Refining the IRR of the proposed No Garage, No Car law

The proposed law provides that a vehicle owner must now execute an affidavit attesting to owning or having consistent and guaranteed daily access to off public street parking space. This now becomes a pre-condition to registration of a new car, used car or even renewal of registration. Such an affidavit should hopefully be provided by the new car dealer or car exchange salesman as free service to negate the disincentive of this added documentary requirement to a sale and registration of a new or pre owned vehicle. With this affidavit on file, the implementing agencies — LTO, PNP, LGU etc. — now have a document to prove that if the car owner is caught parking consistently for at least one week on public streets, he can be charged as reneging on his oath in the submitted affidavit. This makes prosecution and the charging of a fine easier for the implementing agency. Perhaps the the focus of the law should read thus : AN ACT PROHIBITING THE CONSISTENT USE OF PUBLIC ROADS AS PRIVATE GARAGE SPACE.
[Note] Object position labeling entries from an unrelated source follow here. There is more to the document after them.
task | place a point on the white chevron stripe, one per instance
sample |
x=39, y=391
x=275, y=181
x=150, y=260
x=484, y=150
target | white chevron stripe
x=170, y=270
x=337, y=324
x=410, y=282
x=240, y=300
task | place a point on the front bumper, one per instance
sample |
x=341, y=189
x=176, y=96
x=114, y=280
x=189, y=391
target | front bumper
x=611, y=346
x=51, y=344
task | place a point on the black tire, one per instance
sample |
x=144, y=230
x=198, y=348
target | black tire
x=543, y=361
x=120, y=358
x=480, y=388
Enforcing existing No Parking rules

Enforcement? Anyone can report such violations to the implementing agencies, with photographic evidence as supplemental proof. Which, makes us believe that this may be a step too far. In a sense, what is wrong or even lacking in stricter 24/7 enforcement of no parking rules on ALL public streets at least from dawn to dusk or 24 hours for major urban clear-ways and thoroughfares? The better subdivisions and condos have successfully enforced their own no parking regulations. Thus, even with controlled “legal” street parking on private subdivisions, they do not have the congestion seen on uncontrolled public roads.

ETC to the rescue

Now on to the problem of congestion because of the high rate of car sales, just like parking — a scarce resource — road space for traveling should be subjected to a congestion charge. Just like Singapore and London. And like Singapore and London, the congestion charge can be monitored and charged using RFID or DSRC readers on gantries as motorist speed through city streets. ETC tollways users are no strangers to RFID (AutoSweep for Skyway/SLEx and EasyDrive for CAVITEx) and DSRC tags (EasyTrip for NLEx-SCTEx and the defunct E-PASS). Congestion charging can even vary in accordance with the degree of congestion at the time of day. Whether RFID or DSRC, the Metro's main roads can easily adapt to a congestion charging system. Overhead multi-lane gantries with electronic readers can be located every few kms. of EDSA covering certain zones. The more congested zones the motorist crosses, the more he is charged. Rates are higher during peak hour or when the roads get crowded because of floods. AF Payment's BEEP Card as used in the Metro's light rail network may not be ideal as the card needs to be swiped, hence more delays on the road.

Resource allocation

Hence our problem of congestion is not too many cars but not enough roads. Just like our expanding population, the solution is not in abortion, contraception and Euthanasia. 'Tis plain to see as we have an acknowledged 40 year back log for infrastructure. Congestion management isn't rocket science, but it cannot be solved by punishing the right to purchase of individuals and restraint to the right to trade by car manufacturers. Generally speaking, anti-car legislation like the “no garage, no car”, “no ITR, no car”, “no plate no car” and taxing ownership of more than one car does the economy more harm than good. NEDA would find agreement in this and so would the car industry and all the motorists out there, paying taxes to build more roads. We are better off respecting the freedoms of an individual and not adding bureaucratic burdens on them like submission of affidavits for off street parking space. So instead of a no garage no car national law, we might be able to reduce congestion just as well by better and constant enforcement of local government no parking rules. Just like a condo or a private subdivision.